II. You may include the following labels in transcript.mlf:
'{SL}' for silence, '{LG}' for laughter, '{NS}' for noise,
'{CG}' for cough, '{BR}' for breath, and '{LS}' for lipsmack.
III. You may want to insert an 'sp' between every two words. 'sp'
stands for small pause. It can have zero length (no pause) from
forced alignment.
4. Create code.scp and test.scp.

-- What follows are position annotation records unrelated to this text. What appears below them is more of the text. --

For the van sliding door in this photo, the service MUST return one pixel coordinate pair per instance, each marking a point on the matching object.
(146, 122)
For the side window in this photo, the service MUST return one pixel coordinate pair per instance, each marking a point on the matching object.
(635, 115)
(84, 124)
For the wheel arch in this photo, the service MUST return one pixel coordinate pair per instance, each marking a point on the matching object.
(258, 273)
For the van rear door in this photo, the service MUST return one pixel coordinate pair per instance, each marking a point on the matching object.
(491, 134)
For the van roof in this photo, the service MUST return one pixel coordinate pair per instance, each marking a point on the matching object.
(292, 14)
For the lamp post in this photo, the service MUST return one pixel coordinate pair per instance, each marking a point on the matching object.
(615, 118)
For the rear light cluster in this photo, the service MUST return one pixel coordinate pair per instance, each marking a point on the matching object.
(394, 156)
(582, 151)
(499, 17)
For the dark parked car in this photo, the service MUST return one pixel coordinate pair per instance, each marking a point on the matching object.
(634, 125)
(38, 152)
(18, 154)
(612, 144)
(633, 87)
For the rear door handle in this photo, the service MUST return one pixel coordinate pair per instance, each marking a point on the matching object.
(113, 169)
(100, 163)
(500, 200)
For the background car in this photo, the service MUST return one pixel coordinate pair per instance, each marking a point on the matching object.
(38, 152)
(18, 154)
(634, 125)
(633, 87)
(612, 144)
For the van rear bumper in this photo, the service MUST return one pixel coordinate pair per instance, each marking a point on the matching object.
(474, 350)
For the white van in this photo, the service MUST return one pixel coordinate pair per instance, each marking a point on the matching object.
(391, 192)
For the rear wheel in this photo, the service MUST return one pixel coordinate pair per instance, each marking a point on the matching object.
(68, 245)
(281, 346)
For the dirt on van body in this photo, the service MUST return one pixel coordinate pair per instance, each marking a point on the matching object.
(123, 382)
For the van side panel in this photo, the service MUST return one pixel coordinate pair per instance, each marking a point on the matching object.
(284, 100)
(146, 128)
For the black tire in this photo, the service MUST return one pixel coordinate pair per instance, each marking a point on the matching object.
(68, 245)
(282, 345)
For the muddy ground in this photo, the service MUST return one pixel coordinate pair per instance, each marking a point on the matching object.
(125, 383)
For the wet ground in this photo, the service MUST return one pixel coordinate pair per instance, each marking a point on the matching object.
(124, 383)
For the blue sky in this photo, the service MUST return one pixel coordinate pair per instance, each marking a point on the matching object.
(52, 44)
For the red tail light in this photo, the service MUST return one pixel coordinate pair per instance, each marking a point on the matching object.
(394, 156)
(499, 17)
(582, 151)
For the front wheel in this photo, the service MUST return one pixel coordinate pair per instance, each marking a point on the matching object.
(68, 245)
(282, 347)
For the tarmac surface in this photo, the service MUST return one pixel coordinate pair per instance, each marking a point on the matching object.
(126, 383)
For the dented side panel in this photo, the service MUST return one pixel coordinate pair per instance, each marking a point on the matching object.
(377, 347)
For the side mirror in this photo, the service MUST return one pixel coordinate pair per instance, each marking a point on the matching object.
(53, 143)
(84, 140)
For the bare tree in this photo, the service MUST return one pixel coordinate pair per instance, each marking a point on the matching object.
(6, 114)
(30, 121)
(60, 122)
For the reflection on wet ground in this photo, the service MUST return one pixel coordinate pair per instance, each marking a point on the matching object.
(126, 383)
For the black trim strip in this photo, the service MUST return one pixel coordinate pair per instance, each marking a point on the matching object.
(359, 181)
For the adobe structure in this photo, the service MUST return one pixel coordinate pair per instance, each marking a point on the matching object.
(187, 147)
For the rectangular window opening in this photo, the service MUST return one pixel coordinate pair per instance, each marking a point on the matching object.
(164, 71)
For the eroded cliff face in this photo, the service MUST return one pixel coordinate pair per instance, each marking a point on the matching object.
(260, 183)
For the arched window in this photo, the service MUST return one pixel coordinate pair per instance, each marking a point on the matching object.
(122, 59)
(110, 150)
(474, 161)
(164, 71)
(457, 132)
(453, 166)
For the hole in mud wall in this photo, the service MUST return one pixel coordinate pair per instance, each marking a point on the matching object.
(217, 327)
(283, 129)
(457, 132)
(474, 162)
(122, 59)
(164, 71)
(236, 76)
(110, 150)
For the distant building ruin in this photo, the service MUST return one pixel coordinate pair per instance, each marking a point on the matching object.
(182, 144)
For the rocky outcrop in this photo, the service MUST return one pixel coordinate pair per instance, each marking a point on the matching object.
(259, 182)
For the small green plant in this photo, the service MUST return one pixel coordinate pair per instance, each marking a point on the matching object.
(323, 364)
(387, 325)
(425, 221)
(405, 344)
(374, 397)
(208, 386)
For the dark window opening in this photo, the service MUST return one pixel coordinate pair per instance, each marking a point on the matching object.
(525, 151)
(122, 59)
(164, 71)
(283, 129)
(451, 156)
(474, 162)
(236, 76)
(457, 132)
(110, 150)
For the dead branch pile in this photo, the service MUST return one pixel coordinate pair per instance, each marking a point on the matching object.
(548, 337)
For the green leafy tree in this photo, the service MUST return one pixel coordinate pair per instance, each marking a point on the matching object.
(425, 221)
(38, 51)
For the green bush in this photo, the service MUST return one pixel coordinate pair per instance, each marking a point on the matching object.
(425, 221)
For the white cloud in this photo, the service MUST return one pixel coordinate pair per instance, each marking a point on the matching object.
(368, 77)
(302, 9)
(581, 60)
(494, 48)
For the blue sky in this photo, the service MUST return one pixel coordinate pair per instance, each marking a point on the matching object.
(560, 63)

They contain the names of the files
to be coded and aligned respectively.
5. Extract acoustic features:
HCopy -T 1 -C ./models/your-sampling-rate/config -S code.scp
The file config contains parameter settings for the speech files
(.wav, .raw, sampling rate, etc.) and for the acoustic features
(mfcc, plp, etc.). If your speech files have a different sampling
rate other than 8,000Hz, 11,025Hz, or 16,000Hz, you can downsample
or upsample to 11,025 Hz (which by far has the best performance).
In our training procedure, we downsampled from 44,100 Hz to the
target sampling rate using 'sox -polyphase'.
6. Forced alignment:
HVite -T 1 -a -m -I transcript.mlf -H ./model/your-sampling-rate/macros -H ./model/your-sampling-rate/hmmdefs -S test.scp -i ./align.mlf -p 0.0 -s 5.0 ./model/dict ./model/monophones
align.mlf is the forced alignment results. You can convert it to
label files, e.g., Praat TextGrids. Please note that: a) the time
unit in align.mlf is 100 ns (0.00000001 second); b) there is a
rounding issue when the sampling rate is 11,025 Hz and the time
step is 10 milliseconds, so you need to correct the time stamps in
alilgn.mlf. You can use the following formula to convert the time
stamp x into seconds:
y = (x/10000000 + 0.0125)*(11000/11025).